Neste caso, a utilização indevida de dinheiros públicos prende-se com o facto de, alegadamente, o PSD ter feito pagamento a assessores que trabalhavam para o partido, com verbas atribuídas ao partido para pagamento de assessores parlamentares…do partido. Admito que não seja a mesma coisa, mas sobre esta matéria ter-se-á pronunciado algumas vezes o Tribunal Constitucional sobre a ténue fronteira e a dificuldade de as separar, como nos informou Margarida Salema, ex-presidente da Entidade das Contas e Financiamentos Políticos.

Rio, justificadamente, pela desproporção de meios empregues, sobretudo se contrastados com o lancinante lamento da Procuradora-Geral da República, há semanas, sobre a falta de recursos no Ministério Público, e pelo espectáculo mediático, indignou-se. Todavia, lastimavelmente, dando razão à popular rábula de que são todos iguais, zombou e atirou: todos os partidos o fazem. Quando se anunciam banhos de ética, há sempre o risco de levarmos uma banhada épica. Mas, lamento, Rio já não interessa nada, Rio é um mero figurante.

Para pasmo dos ingénuos, quem saiu em sua “defesa” foi António Costa, um conjunto de figuras do PS e…José Sócrates.
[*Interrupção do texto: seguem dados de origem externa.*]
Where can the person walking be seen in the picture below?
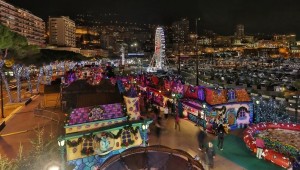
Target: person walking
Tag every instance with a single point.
(260, 145)
(201, 138)
(210, 155)
(221, 135)
(177, 122)
(166, 112)
(158, 129)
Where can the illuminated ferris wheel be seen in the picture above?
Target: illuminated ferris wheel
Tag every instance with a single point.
(158, 61)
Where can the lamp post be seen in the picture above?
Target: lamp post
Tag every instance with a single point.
(257, 102)
(179, 62)
(173, 103)
(61, 144)
(144, 129)
(2, 107)
(296, 108)
(204, 109)
(196, 52)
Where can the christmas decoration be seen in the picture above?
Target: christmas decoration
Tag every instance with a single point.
(74, 143)
(87, 151)
(270, 111)
(17, 70)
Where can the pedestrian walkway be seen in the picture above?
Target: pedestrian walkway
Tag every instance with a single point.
(186, 139)
(20, 129)
(236, 151)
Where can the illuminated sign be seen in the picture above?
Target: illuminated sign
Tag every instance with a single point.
(197, 120)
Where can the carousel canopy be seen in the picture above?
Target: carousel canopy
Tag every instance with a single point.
(152, 157)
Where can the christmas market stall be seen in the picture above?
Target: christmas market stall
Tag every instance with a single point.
(93, 134)
(231, 107)
(99, 124)
(281, 143)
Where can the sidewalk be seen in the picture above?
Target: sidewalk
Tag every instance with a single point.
(186, 140)
(21, 127)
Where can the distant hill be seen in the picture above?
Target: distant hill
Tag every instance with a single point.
(46, 56)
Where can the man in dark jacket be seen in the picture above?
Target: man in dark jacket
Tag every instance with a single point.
(221, 134)
(201, 138)
(210, 155)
Digo “defesa”, entre aspas, porque o que pode parecer uma defesa, é na verdade uma cínica operação de alimentação do ruído mediático anti-Justiça. É certo que, entre os que se pronunciaram, há gente - pouca gente - verdadeiramente preocupada com a falta de salubridade do sistema judicial e com os riscos que impendem sobre o Estado de Direito, mas a generalidade das vozes que esta semana se fizeram ouvir contrastam, porém, com o seu silêncio em casos de gravidade incomensuravelmente maior. Repito, separando e sublinhando: ruído mediático e anti-Justiça.

Lembram-se de José Artur Neves, o ex-Secretário de Estado da Administração Interna do Governo de António Costa, acusado pelo Ministério Público de “ilegalidades com relevo criminal em vários procedimentos de contratação pública", considerando que causou prejuízos para o erário público e "correspondentes vantagens para os arguidos" no valor de 364.980 euros? Lembram-se de Miguel Alves, o ex-Secretário de Estado Adjunto do Governo de António Costa, acusado de crime de prevaricação de titular de cargo político, no caso do pavilhão fantasma, em Caminha, e que terá lesado o Estado em 369.000 euros? Lembram-se de Carla Alves, a ex-Secretária de Estado da Agricultura do Governo de António Costa, cujas contas arrestadas que detém com o marido, o socialista Américo Pereira, ex-Presidente da Câmara de Vinhais acusado de corrupção activa, participação económica em negócio e prevaricação, a tornaram incompatível para o exercício de funções governamentais?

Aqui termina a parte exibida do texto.